А что ты хочешь, я ведь подкидыш. Меня оставили эльфы. Такова была Элис. Ни слова правды. Еще она говорила: «Не открывай свою душу. Как только ты откроешь душу, они обязательно в нее насрут». Правда, это была уже другая Элис. С трубками от капельниц. С жесткой складкой между бровей. Она больше не пахла вареньем. Она пахла лекарством и смертью – два новых запаха для меня, ведь до той поры я никогда не сталкивалась с больницами и врачами.
Элис больше не жила рядом с нами. Она больше не была соседской девчонкой. Но она оставалась моей подругой. Каждое утро я с ужасом открывала дверь в ее палату. Прогуливая уроки, часами сидела возле кровати с откидной спинкой и каким-то чудесным матрасом, от которого у Элис не должны были появиться пролежни. Мы болтали о парнях и сливочном креме. Иногда она просила, чтобы я что-нибудь нарисовала для нее в одном из больничных блокнотов. Просто на память. Тогда я этого не понимала. Не понимала, как можно кого-то забыть. Но чем больше врачи кололи в мою подругу лекарств, тем бледнее становился ее образ. Он таял вместе с тощеньким телом Элис. Исчезал вместе с граммами плоти. Ее сознание тоже стало чаще уплывать от меня. Посреди разговора Элис могла уйти в отключку или, просто забыв, о чем только что говорила, замолчать. Она была как сломанный граммофон. Еще читала пластинки, но больше портила. И игла беседы бессильно скребла по пустым дорожкам.
Но она четко сказала мне не отворять душу. Оставить себе хотя бы такую малость. Я обещала. Всю жизнь я четко придерживалась данной клятвы. Я нарушила ее лишь дважды. Первый раз – открывшись Джейкобу. Второй – в тюрьме, когда записала нашу историю. Так получилось. Делать в четырех стенах нечего, и многие заключенные от зеленой скуки или, желая развлечься, записываются на разнообразные курсы.

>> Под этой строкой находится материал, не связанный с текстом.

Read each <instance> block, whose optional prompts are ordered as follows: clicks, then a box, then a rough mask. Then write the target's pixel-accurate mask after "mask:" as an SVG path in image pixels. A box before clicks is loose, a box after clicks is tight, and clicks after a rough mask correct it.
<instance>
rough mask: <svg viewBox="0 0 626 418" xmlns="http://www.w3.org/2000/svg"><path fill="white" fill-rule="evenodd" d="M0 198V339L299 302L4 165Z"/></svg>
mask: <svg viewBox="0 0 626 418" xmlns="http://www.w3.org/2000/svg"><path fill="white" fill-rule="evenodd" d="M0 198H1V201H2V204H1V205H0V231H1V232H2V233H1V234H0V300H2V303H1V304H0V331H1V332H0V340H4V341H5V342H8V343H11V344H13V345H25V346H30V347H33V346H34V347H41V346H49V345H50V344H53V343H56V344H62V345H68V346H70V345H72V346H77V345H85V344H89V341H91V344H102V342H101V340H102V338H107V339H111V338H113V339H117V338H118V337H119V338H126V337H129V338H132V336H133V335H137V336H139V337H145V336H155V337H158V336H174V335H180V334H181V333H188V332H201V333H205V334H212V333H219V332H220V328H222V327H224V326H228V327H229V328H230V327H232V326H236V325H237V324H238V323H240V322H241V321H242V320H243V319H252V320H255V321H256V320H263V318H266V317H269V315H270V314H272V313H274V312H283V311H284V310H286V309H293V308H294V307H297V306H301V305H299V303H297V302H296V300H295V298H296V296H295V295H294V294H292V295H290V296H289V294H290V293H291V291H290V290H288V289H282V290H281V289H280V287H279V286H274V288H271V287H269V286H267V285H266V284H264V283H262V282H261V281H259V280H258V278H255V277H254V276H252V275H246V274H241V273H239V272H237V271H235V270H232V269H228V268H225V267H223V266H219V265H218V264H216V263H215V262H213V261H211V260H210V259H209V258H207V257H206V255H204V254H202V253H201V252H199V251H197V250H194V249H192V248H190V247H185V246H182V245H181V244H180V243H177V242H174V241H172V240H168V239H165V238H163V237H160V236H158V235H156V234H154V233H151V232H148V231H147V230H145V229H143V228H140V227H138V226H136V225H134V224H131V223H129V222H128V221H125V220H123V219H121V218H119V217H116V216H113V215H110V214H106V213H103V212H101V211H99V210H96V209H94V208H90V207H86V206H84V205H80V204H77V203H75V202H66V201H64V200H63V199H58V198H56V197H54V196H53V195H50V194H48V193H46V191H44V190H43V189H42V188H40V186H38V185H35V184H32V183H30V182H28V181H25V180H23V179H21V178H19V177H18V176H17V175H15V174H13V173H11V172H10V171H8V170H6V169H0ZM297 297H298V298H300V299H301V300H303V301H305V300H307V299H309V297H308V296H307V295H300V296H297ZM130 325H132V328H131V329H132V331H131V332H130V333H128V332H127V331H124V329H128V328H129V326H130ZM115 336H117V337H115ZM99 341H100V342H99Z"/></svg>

Благодаря чудаковатому мистеру Волтури самым популярным был курс писательского мастерства. Кучка побитых жизнью людей тратила вторники на то, чтобы поупражняться в сочинении историй. Историй, в которых было либо насилие, либо фальшивое сожаление. Одни пытались выглядеть сильнее, чем они есть. Другие, надеясь на уменьшение срока, всеми силами создавали куда более благостный образ, чем являли в натуре. Таня Денали – эта блондинистая шлюха с высокими скулами и ногами, созданными для порноиндустрии, каждый раз зачитывала нам свои опусы о любви. Приторные, как упавшие яблоки, и такие же гнилые внутри. Все должны были видеть, как она переменилась, стала другой личностью, постигла смысл бытия. Все должны были верить в ее чистые невинные слезы. Чтобы она не пырнула меня заточкой, я предпочитала держать свое мнение при себе и притворяться растроганной. Но я ни на секунду не поверила этой твари. Она ведь убила собственную дочь. Какое могло быть прощение для нее?